The idea appeals to bargain-hunting instincts and the fear of missing out on a precious-metals run-up. For long-term asset allocators, however, buying silver simply because it looks like “cheap gold" is a lazy thesis, and a category error that can materially distort portfolio construction. Silver is not gold’s little brother.
It is a different asset with a different personality. Gold functions primarily as a monetary metal, driven by real interest rates, currency debasement, and central-bank behaviour. Silver, by contrast, has a split identity.
It can act as a monetary hedge in certain phases, but it is also an industrial metal deeply tied to economic activity. That duality matters far more than relative price levels. On Monday, spot gold rose 1.98% to a record $5,081.18 per ounce, as investor flocked to safe-haven assets amid rising geopolitical uncertainties, according to a Reuters report.

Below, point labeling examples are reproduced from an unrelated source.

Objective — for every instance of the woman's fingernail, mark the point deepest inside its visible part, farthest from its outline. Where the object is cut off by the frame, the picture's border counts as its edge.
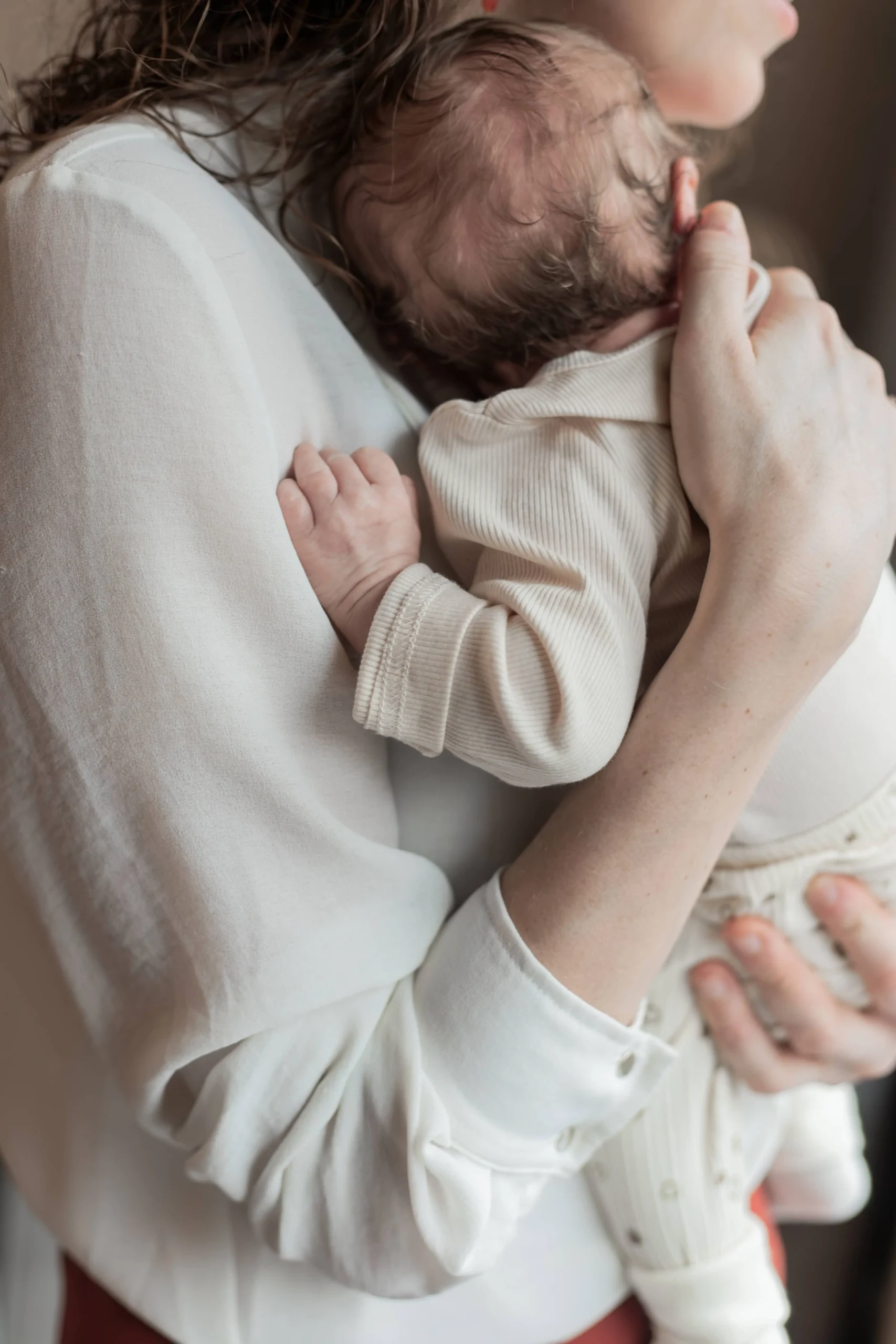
(746, 944)
(824, 891)
(723, 215)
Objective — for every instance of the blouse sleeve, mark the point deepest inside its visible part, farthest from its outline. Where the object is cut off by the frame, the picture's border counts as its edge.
(275, 988)
(534, 671)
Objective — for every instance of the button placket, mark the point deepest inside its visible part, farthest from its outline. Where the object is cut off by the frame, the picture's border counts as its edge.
(626, 1064)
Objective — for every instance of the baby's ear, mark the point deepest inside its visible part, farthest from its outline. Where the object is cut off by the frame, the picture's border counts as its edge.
(686, 181)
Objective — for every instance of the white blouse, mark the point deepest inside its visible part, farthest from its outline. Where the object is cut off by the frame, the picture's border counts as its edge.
(257, 1077)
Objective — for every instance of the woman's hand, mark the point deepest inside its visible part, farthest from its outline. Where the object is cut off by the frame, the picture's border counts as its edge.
(786, 445)
(829, 1042)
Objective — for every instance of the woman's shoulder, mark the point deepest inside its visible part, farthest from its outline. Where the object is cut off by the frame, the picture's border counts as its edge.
(131, 159)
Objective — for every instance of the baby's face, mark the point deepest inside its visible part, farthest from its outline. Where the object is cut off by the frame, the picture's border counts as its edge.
(704, 59)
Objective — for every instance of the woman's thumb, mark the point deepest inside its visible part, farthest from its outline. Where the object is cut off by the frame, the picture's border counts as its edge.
(715, 276)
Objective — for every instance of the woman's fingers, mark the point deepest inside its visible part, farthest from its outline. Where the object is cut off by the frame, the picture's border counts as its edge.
(410, 490)
(716, 273)
(742, 1041)
(864, 929)
(315, 478)
(837, 1041)
(794, 284)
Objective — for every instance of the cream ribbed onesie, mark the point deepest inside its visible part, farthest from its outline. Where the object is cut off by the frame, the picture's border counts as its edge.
(561, 508)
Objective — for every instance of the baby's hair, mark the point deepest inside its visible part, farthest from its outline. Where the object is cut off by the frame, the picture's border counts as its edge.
(488, 162)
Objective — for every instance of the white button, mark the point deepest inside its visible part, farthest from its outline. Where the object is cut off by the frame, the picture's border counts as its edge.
(563, 1140)
(625, 1065)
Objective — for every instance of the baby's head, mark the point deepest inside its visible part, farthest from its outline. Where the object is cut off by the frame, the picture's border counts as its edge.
(516, 202)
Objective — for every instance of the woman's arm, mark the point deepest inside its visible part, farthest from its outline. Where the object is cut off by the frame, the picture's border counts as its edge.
(190, 811)
(787, 449)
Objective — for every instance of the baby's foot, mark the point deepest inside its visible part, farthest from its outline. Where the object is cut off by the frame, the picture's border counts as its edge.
(354, 523)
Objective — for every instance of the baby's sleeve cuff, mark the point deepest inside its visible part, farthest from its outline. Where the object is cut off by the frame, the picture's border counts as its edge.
(407, 670)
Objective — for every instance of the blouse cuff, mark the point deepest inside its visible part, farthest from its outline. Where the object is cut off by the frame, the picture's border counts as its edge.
(531, 1076)
(405, 680)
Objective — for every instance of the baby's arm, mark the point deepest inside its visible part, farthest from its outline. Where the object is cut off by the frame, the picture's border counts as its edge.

Spot silver was up 5.79% at $108.91 per ounce, after hitting a record of $109.44. One of the most persistent misconceptions among retail investors is that silver offers the same protection as gold in periods of stress. Gold has repeatedly demonstrated its ability to hold, or even gain, value during geopolitical shocks, financial crises, and episodes of policy uncertainty.
Silver does not behave the same way. Roughly 50-60% of annual silver demand comes from industrial uses, including solar energy, electronics, and electric-vehicle supply chains. This linkage makes silver far more sensitive to global manufacturing cycles.